Avant d’étudier cette extension si étonnante de l’école lasallienne, achevons d’examiner celle-ci en ses éléments fondamentaux, en ce modeste édifice qui, tout environné qu’il soit de plus imposantes annexes, reste le centre et assure l’unité du chef-d’œuvre. Le programme d’enseignement qu’élabore pour ses classes le grand éducateur a des limites si judicieuses et si nettes, un si parfait équilibre, une si profonde raison d’être qu’il ne changera guère jusqu’à l’époque contemporaine : il comporte la lecture, l’écriture – qui est l’objet d’un soin particulier – la grammaire, la rédaction en ses formes les plus simples ou les plus usuelles (rédactions de contrats, de quittances, de procès-verbaux et, d’autre part, afin d’exercer l’enfant à l’expression de quelques idées abstraites et à un travail personnel sur les vérités religieuses, analyses du catéchisme); il accorde une très large place au calcul, arithmétique, système des poids et mesures, comptabilité; il se complète enfin par le dessin et par le chant.

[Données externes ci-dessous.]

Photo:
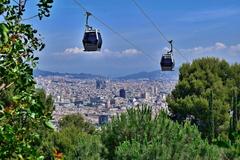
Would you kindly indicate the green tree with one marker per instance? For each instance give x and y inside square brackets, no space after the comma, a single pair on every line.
[189,99]
[138,135]
[74,140]
[20,110]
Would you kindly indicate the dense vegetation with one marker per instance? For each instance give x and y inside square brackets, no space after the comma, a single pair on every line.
[136,134]
[22,110]
[207,94]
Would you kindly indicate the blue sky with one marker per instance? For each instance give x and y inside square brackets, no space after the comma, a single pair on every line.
[198,28]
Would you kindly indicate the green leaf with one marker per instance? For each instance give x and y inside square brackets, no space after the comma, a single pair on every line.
[50,125]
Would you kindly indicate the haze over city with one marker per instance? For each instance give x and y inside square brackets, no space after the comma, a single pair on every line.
[198,28]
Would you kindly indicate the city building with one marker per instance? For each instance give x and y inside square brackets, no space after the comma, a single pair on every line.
[122,93]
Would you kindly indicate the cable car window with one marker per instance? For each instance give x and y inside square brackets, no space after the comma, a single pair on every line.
[90,37]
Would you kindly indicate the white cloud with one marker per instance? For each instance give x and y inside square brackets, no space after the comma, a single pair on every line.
[129,52]
[74,50]
[209,15]
[103,52]
[235,48]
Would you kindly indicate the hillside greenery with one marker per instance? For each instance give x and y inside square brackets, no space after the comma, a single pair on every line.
[22,111]
[204,106]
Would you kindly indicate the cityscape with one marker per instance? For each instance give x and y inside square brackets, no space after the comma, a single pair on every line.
[98,100]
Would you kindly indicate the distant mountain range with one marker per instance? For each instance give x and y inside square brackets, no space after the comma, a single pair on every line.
[154,75]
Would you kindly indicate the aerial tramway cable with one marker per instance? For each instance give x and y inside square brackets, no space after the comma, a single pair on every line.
[116,33]
[157,28]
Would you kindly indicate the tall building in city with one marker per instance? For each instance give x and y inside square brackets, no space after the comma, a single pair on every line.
[101,84]
[122,93]
[103,119]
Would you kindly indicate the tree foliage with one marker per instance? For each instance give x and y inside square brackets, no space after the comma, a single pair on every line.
[21,111]
[138,134]
[75,140]
[190,98]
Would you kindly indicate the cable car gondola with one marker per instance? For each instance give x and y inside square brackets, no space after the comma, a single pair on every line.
[92,40]
[167,61]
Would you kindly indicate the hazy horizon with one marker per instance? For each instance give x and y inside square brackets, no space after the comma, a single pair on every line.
[198,28]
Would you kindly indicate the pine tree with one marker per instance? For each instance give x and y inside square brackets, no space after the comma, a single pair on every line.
[211,117]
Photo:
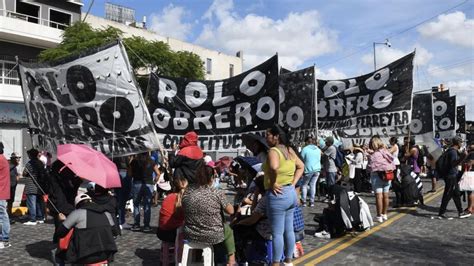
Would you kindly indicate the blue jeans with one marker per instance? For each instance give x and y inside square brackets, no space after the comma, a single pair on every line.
[310,179]
[331,178]
[142,193]
[4,221]
[123,195]
[35,206]
[280,211]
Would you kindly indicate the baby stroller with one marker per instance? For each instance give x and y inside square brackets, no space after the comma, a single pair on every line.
[407,187]
[346,212]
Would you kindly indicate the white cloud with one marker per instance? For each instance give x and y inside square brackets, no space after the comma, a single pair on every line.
[454,28]
[386,55]
[464,91]
[169,22]
[331,74]
[296,38]
[452,70]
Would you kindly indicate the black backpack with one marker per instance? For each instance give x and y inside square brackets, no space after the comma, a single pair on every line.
[443,165]
[421,156]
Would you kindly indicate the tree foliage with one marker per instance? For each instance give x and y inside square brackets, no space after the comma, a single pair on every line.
[142,53]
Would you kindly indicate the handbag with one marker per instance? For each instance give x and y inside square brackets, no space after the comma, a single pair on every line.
[64,241]
[467,181]
[298,219]
[388,175]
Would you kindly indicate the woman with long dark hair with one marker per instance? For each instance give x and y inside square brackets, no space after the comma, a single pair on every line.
[282,169]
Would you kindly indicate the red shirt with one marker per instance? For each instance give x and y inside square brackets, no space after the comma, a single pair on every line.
[4,178]
[170,220]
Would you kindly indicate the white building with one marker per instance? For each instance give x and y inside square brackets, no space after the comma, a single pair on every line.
[217,65]
[26,28]
[29,27]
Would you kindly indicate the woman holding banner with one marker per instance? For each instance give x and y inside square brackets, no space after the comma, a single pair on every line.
[380,161]
[282,168]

Il appelle, en résumé, à la vie pratique et à la vie sociale les fils du peuple français : il les munit de toutes les connaissances qui, même dans une humble condition, mettront en valeur le bon sens naturel, l’intelligence avisée, l’habileté professionnelle. Il les sort de l’ignorance, sans les jeter hors de leur milieu; et, cependant, il donne aux mieux doués le moyen de s’élever d’un sûr et vigoureux élan.

Mais ce sont là des vues terrestres. Considérées en elle-mêmes, elles restreignent singulièrement l’horizon de l’éducateur, elles lui voilent le but de l’éducation. Il les faut élargir, éclairer par l’idéal surnaturel : en définitive, l’homme ne sera vraiment l’homme que s’il est replacé, dès son premier âge, dans le plan divin. Sa science, petite ou grande, devra se trouver dans l’axe de sa conscience; son effort intellectuel devra l’aider à préciser la notion du devoir et aboutir en définitive, à plus de vertu. Si, déclare M. de La Salle, les Frères tiennent des écoles, c’est « afin que, les enfants y étant sous la conduite des maîtres depuis le matin jusqu’au soir, ces maîtres leur puissent apprendre à bien vivre, en les instruisant des mystères de notre sainte religion, en leur inspirant les maximes chrétiennes. »


(1) Un homme sans latin ne pouvait être, aux yeux des lettrés, qu’un ignorant : et les Frères allaient, par suite, devenir… les « ignorantins ».